“Joseph.” Guru berpakaian rapi itu menyebutkan nama Joseph sebagai siswa dengan esai terbaik. Ilana beredcak, sementara kedua mata Nadine seperti ingin lompat dari tempatnya. Nadine menatap Joseph yang duduk di sebelahnya. Ia jelas tidak menyangka bahwa laki-laki itu bisa menggeser posisinya.
“Dua selanjutnya seperti biasa, ada Nadine lalu Ilana.” kata guru itu lagi.
Semua mata menghujam Joseph selama beberapa saat. Mereka berpikir bahwa mereka akan punya juara kelas baru, yaitu Joseph. Tatapan mereka lalu berhenti pada Nadine juga Ilana yang duduk di bangku paling depan. Mereka semua tahu bahwa persaingan Nadine dan Ilana saja sudah sangat sengit. Kini Joseph sepertinya akan masuk dalam pusara persaingan Nadine dan Ilana yang tidak pernah berakhir.
Sebelah tangan Ilana terkepal kuat-kuat hingga buku-buku jarinya memutih. Ia menghela napas untuk menahan amarahnya yang sudah naik ke kepalanya. Ia tahu ia tidak seharusnya marah. Namun ia tidak bisa mengenyahkan perasaan itu yang datang begitu saja. Tak hanya marah, ia juga sedih dan takut. Menjadi peringkat dua saja sudah buruk baginya, apalagi harus menjadi yang ketiga.
Ilana jelas terpukul mendengar itu. Di saat ia tengah berjuang untuk menjadi yang terbaik di kelasnya, kini ia malah bergeser menjadi posisi ketiga. Setelah semua yang ia lakukan, semua kerja kerasnya, dan segala yang ia korbankan, ia malah terpelanting ke posisi tiga. Ia tidak mengerti apa yang salah dengan dirinya dan apa yang kurang darinya.

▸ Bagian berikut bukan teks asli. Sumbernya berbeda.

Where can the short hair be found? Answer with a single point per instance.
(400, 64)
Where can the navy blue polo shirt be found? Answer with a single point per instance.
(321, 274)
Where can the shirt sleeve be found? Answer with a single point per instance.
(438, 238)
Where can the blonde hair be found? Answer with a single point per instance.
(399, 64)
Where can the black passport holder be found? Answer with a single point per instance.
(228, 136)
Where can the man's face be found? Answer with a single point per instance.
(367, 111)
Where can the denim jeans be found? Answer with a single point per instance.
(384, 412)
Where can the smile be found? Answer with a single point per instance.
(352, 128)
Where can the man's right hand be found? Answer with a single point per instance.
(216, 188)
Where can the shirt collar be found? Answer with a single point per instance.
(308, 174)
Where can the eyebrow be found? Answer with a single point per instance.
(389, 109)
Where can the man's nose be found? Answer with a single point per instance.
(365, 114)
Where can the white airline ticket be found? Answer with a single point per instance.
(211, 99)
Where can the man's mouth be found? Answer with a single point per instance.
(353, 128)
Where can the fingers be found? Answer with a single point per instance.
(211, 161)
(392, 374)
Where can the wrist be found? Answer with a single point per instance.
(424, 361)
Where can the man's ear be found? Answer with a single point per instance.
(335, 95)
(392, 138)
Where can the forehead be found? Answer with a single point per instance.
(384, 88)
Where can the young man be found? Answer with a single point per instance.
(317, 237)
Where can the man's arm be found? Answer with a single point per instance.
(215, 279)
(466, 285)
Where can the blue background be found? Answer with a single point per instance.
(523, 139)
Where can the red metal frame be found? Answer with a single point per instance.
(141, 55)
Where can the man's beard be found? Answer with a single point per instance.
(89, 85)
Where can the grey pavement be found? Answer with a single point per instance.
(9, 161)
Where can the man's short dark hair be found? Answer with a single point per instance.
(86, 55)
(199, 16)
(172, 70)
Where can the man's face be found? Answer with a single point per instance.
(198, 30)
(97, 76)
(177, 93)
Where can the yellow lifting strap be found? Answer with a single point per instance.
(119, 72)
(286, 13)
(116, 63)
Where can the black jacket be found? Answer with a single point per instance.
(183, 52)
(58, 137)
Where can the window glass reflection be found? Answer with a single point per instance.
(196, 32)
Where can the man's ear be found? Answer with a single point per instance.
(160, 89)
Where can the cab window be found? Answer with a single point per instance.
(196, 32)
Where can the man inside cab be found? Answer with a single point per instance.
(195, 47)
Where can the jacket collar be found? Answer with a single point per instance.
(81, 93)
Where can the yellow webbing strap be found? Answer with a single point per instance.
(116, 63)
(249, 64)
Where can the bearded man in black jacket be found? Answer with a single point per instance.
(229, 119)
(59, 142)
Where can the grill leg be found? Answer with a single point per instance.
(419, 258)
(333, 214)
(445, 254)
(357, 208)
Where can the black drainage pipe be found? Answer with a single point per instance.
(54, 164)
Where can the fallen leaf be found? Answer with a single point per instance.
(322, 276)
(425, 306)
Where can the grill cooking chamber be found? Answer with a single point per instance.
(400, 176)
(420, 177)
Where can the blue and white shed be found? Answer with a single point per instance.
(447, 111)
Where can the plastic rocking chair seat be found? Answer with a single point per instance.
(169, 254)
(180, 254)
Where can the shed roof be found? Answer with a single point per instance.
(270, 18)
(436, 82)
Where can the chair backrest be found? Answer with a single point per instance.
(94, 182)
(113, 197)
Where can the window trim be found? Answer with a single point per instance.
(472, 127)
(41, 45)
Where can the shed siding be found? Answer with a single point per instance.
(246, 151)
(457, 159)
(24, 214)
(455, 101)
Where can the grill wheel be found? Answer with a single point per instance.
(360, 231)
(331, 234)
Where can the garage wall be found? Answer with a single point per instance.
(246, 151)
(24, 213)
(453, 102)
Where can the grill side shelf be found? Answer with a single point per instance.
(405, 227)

Kekecewaan juga mendera Nadine. Ia tidak pernah menyangka jika kedatangan Joseph ternyata bisa membahayakan posisinya. Ia telah berusaha keras agar melaju lebih jauh dari Ilana, namun kini laki-laki itu datang dan merebut posisinya. Itu buruk, ia tak suka ada di posisi kedua dan ia meyakinkan dirinya bahwa ini adalah yang pertama dan terakhir kalinya. Ia tidak akan lagi lengah. Ia tidak akan memberi laki-laki itu kesempatan untuk kembali mengambil posisinya.
***
“Selamat…” Emma mengatakan itu saat duduk di samping Joseph di koridor lantai satu. Mata pria itu sedang menatap segerombolan orang yang sedang memainkan bola oranye di tengah lapangan. Jari jaraknya, ia bisa melihat sosok Keenan di antaranya.
“Untuk apa?” Joseph bertanya saat melihat Emma duduk di sebelahnya.

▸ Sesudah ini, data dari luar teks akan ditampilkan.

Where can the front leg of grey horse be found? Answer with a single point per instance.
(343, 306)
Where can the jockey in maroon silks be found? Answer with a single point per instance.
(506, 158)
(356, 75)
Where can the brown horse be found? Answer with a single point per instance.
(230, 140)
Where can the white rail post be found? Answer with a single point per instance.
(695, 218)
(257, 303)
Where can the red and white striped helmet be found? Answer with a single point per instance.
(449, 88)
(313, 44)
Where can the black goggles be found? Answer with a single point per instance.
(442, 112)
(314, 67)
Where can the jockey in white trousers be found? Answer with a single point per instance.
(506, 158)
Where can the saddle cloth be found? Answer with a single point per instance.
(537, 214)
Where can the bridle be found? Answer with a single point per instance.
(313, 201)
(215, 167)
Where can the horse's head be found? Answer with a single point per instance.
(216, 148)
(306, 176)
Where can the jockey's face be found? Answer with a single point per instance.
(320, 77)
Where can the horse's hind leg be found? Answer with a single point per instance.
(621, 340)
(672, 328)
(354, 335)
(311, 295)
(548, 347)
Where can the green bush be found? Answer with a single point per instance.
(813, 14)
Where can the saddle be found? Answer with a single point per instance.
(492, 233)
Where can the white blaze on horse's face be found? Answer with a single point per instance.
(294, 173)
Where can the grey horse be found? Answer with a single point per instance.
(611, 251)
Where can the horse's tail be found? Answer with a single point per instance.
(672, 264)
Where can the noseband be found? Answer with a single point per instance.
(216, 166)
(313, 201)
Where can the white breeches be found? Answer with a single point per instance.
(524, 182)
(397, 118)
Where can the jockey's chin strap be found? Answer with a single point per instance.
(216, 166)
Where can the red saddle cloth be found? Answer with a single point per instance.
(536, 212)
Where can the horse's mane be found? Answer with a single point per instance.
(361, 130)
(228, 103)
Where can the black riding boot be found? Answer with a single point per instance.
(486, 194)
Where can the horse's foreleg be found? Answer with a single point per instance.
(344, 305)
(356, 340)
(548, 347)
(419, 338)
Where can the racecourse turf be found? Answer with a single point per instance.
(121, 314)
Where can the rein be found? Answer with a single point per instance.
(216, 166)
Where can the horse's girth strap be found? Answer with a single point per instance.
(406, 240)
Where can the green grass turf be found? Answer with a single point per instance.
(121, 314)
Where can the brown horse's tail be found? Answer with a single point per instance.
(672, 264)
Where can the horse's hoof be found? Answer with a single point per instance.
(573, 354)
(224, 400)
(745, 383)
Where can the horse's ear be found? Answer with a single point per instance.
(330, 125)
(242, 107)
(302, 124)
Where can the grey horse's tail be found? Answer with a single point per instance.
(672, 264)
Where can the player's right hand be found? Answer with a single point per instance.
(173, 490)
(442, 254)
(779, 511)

“Essai terbaik.” kata Emma sambil terkekeh. Ia tahu bahwa tugas itu tidak pernah benar-benar penting bagi mereka. Tapi ia tahu bahwa tidak bagi Nadine dan Ilana. Semua orang tahu bagaimana keduanya bersaing. Dan kini, ada Joseph, anak baru yang ternyata menggeser posisi Nadine, dan membuat Ilana semakin jauh pada posisi impiannya.

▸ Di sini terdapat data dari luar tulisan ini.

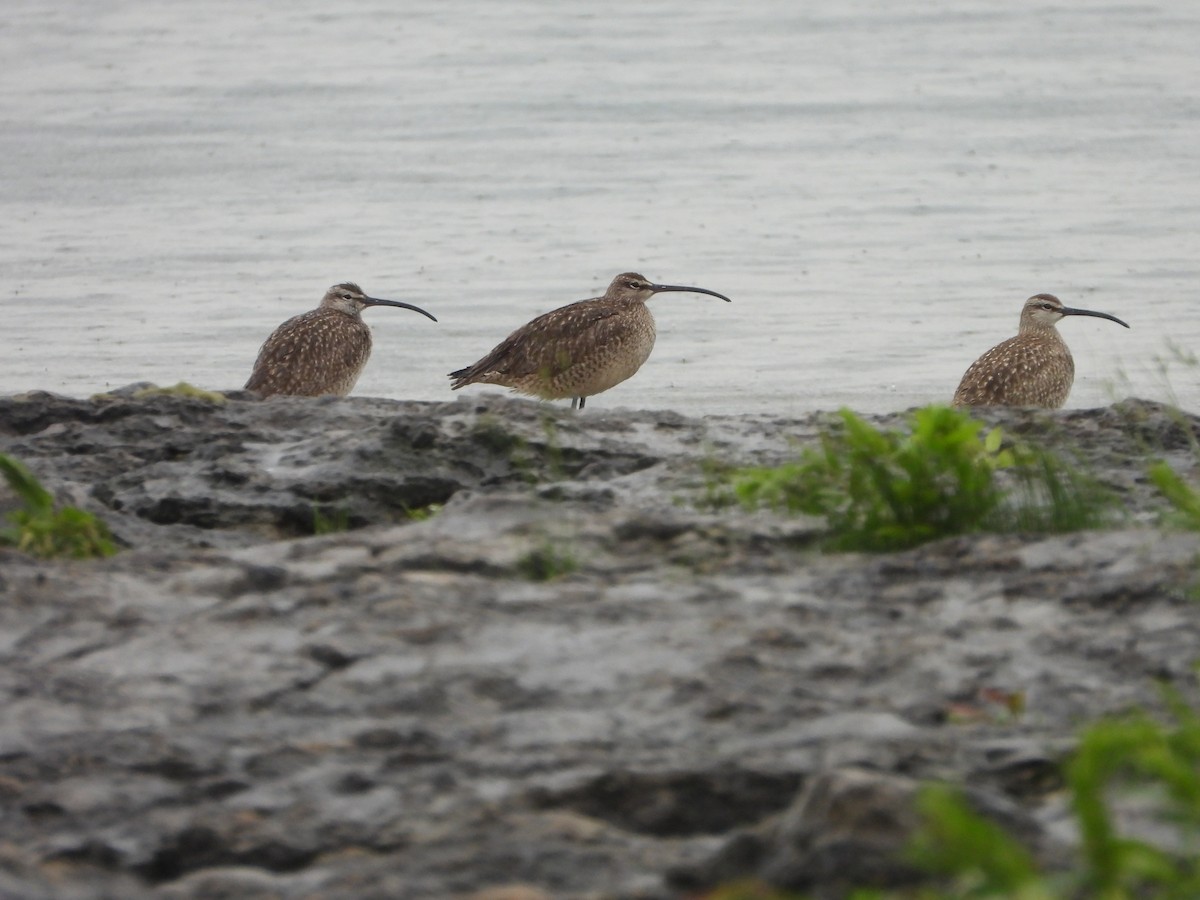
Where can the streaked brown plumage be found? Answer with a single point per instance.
(579, 349)
(322, 351)
(1033, 369)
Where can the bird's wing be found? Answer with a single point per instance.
(1017, 372)
(549, 345)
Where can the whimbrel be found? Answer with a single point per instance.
(1033, 369)
(579, 349)
(322, 351)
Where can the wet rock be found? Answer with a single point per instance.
(412, 708)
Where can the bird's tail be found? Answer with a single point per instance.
(461, 378)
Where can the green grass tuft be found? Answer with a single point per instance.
(546, 562)
(892, 490)
(41, 529)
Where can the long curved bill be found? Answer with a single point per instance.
(665, 288)
(377, 301)
(1073, 311)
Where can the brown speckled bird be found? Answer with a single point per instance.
(322, 351)
(579, 349)
(1033, 369)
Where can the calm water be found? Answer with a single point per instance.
(877, 185)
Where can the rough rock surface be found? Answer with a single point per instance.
(413, 709)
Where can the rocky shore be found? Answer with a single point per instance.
(527, 660)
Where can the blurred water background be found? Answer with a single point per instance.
(877, 185)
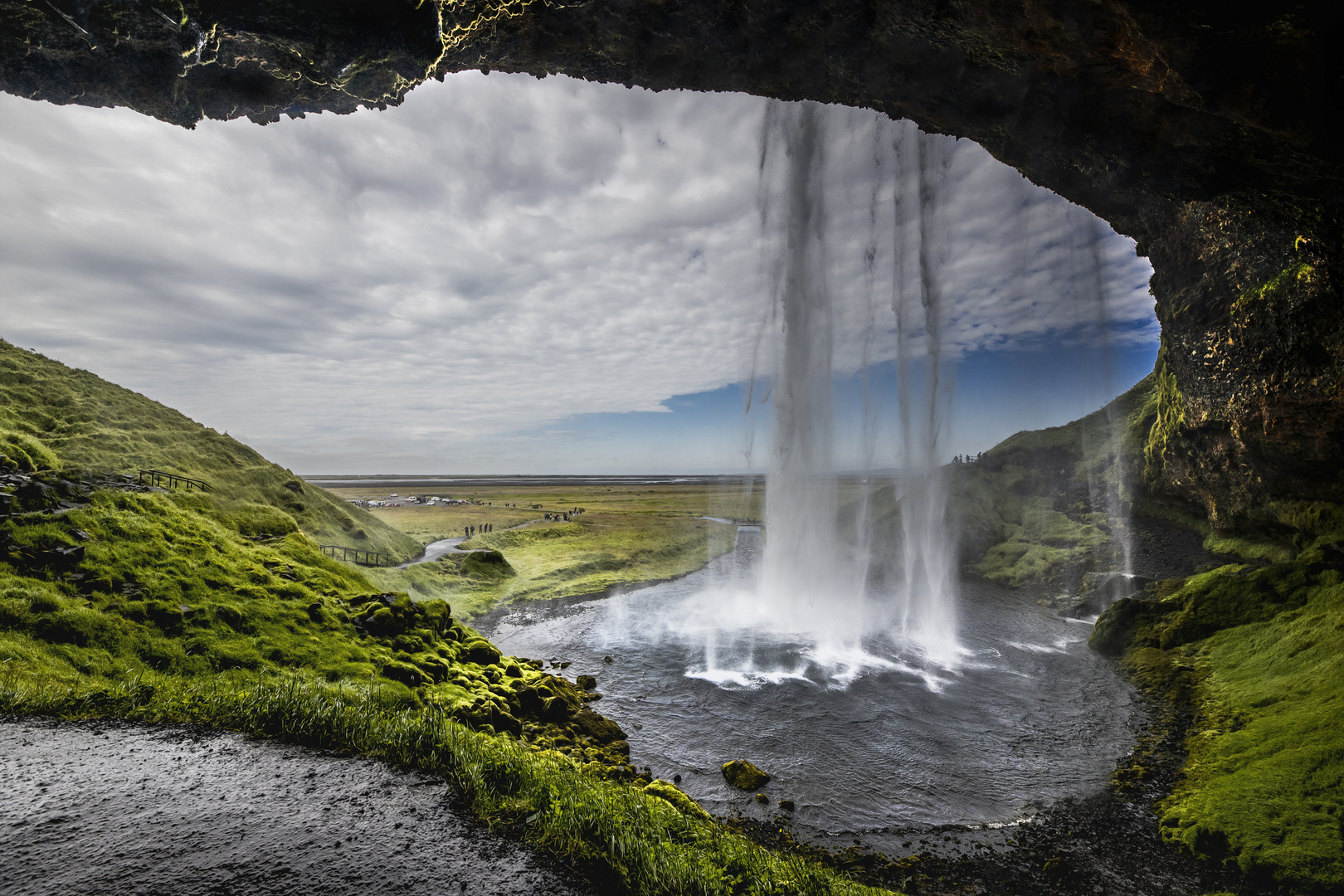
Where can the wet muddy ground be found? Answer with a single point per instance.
(112, 807)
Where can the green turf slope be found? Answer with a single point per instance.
(95, 427)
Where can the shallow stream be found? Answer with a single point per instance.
(1030, 715)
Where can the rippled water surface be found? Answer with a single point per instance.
(1031, 713)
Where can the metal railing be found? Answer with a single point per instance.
(173, 480)
(358, 557)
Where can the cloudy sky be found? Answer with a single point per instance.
(509, 275)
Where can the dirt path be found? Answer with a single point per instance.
(435, 550)
(110, 807)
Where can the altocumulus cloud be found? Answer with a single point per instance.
(440, 285)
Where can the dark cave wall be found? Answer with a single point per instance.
(1202, 129)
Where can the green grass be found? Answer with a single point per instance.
(598, 550)
(1259, 655)
(1025, 509)
(219, 609)
(95, 427)
(629, 840)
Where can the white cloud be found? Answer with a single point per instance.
(438, 285)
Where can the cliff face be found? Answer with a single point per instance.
(1202, 129)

Joseph berdecak, hal itu bukan sesuatu yang harus ia banggakan. Keuda orangtuanya tidak pernah memetingkan nilai. Keduanya orang hanya selalu menginginkan Joseph selalu berbuat baik dan yang penting berbahagia. Kedua orangtuanya cukup menyadari bahwa anak tidak bisa diminta untuk pintar dalam semua mata pelajaran. Tapi Joseph memang dianugerahi kepintaran di atas rata-rata, juga kesukaan terhadap proses belajar. Orangtuanya selalu menganggap bahwa nilai-nilai yang didapatkannya sebagai bonus.
***
Ilana termenung di rooftop sekolahnya. Udara siang itu terik, namun ia membiarkan kulit putihnya memerah karena terkena sinar matahari. Ia duduk di salah satu beton memanjang yang ada di sana. Ia menghirup udara dalam-dalam. Membiarkan angin yang berembus masuk ke paru-parunya.
Ilana tahu bahwa ia tidak bisa bersembunyi. Jadi kini ia tengah mempersipkan diri dengan apa yang akan ia hadapi hari ini. Ibunya selalu tahu apa yang terjadi di sekolahnya, seakan-akan wanita itu memiliki banyak mata untuk mengawasinya. Ilana tidak pernah bisa merasa bebas. Tidak ada yang bisa ia sembunyikan, termasuk nilai-nilainya.
***
Joseph masih duduk dikoridor sekolah bersama Emma saat bola oranye yang sedang diperebutkan di lapangan menggelinding dan berhenti di dekatnya.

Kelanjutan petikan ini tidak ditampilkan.